His eyes were wide in his dirty face and I could smell his rancid breath as he stumbled closer and closer to me. I didn’t know what was wrong with him, but when he reared back and took an actual swing at me with his closed fist, I had had enough. I shoved him away from me, and when he stumbled and fell back on his butt, I put my hands on my hips and glowered down at him.
“What in the hell is your problem? You do realize that this is a restaurant filled with cops, don’t you? Do you want to get hauled off to jail?”
He swore at me and the next thing I knew a rock came flying at my head. At first I thought it was just a little pebble, but suddenly I was on the ground looking up at the early-morning sky and I could feel blood leaking down across my face. I blinked to try to get my bearings when a heavy kick thudded into my side. The homeless guy loomed over me, looked like he wanted to say something, but when I went to pick myself up off the ground, he took off running.
My head was throbbing. I could tell by the amount of blood oozing that I had a nasty gash and my ribs were screaming from the blow. What in the hell? This wasn’t supposed to happen here. Denver was supposed to be my sanctuary. If I was going to get jumped in the parking lot walking to work, I might as well just go back home . . . where it would never happen because no one messed with the girl that Nassir Gates had claimed as his own.
I rubbed the back of my hand across my bloody forehead and frowned in the direction the homeless guy had taken off in. It was a random and completely unprovoked attack. It was almost like someone had put the guy up to it. I groaned as I climbed to my feet and dusted off the back of my jeans. I would bet a million dollars someone had put the homeless guy up to jumping me.

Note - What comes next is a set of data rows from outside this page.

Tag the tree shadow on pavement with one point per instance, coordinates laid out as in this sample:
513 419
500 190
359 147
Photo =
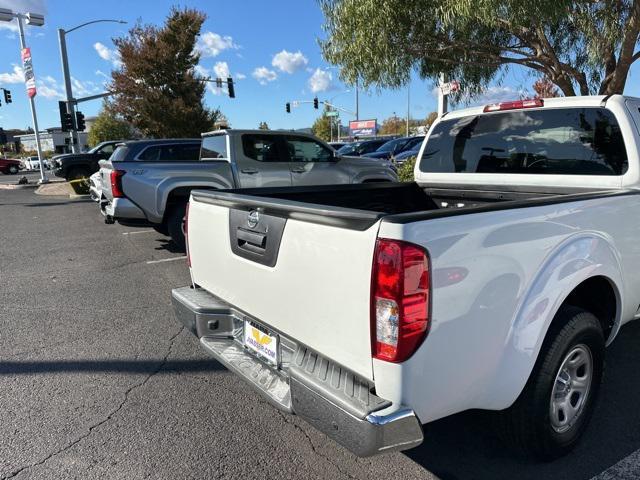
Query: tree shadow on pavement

I knew my devil never played fair and that he was capable of doing anything . . . regardless of the outcome, to get his own way. Pushing didn’t work. Tempting didn’t work. So he had resorted to trying to scare me home. The prick. I was probably going to have another scar to go with the one on my chest.
Too bad he didn’t know the only thing in the world I was actually afraid of was him.
Chapter 2
Nassir
“Surprised to see you flying solo, boss. I figured that even if she told you to take a hike, you woulda hauled her back over your shoulder.”

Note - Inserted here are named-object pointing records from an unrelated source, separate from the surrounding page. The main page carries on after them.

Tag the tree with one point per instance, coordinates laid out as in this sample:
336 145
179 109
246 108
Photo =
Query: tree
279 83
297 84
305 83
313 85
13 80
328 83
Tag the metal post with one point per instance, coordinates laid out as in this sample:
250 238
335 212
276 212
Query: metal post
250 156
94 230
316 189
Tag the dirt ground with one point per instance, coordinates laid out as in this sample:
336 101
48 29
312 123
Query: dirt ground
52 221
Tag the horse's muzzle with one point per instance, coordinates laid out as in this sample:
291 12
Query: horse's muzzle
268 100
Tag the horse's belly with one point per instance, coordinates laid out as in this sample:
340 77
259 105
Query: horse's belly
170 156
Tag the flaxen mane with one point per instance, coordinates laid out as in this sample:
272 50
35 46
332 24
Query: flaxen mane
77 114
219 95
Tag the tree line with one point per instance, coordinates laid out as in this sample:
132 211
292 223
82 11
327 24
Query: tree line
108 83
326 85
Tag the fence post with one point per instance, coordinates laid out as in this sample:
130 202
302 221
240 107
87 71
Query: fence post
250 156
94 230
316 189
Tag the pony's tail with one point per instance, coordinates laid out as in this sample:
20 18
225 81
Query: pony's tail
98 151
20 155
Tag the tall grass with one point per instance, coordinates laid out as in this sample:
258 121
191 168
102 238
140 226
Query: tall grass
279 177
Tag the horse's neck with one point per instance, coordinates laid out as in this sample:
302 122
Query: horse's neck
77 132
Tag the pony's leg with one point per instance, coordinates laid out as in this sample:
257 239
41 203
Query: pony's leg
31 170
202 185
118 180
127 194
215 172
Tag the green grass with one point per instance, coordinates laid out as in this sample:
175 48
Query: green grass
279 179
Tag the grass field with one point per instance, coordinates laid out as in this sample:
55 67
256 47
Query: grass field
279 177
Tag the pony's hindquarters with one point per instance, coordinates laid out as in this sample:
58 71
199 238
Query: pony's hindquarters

The light in the office gleamed off Chuck’s bald head and made his ebony skin glimmer as he chuckled at me. I shoved my hands through my long hair and sighed.
“I thought about it. She’s dug in, and right now there’s no shaking her loose.”
“You’ve been paying that PI in Colorado to keep an eye on her. He didn’t tell you any of that?”
I sighed again and curled my fingers into my hair. “He did. He told me she has a routine, keeps to herself, and seems to be doing all right for herself. All I heard was that she’s slipped into a predictable pattern, and that makes her an easy target. I thought seeing me would shake her up.”
Chuck grunted and unfolded his massive frame from the love seat he dwarfed. He smoothed his silk tie down the front of his shirt and tugged on its pressed cuffs. I knew for a fact the cuff links in the sleeves were sporting lots of flawless diamonds surrounded by real gold. The man was a snappy dresser, which was just another reason I had no trouble letting him represent me and my business interests.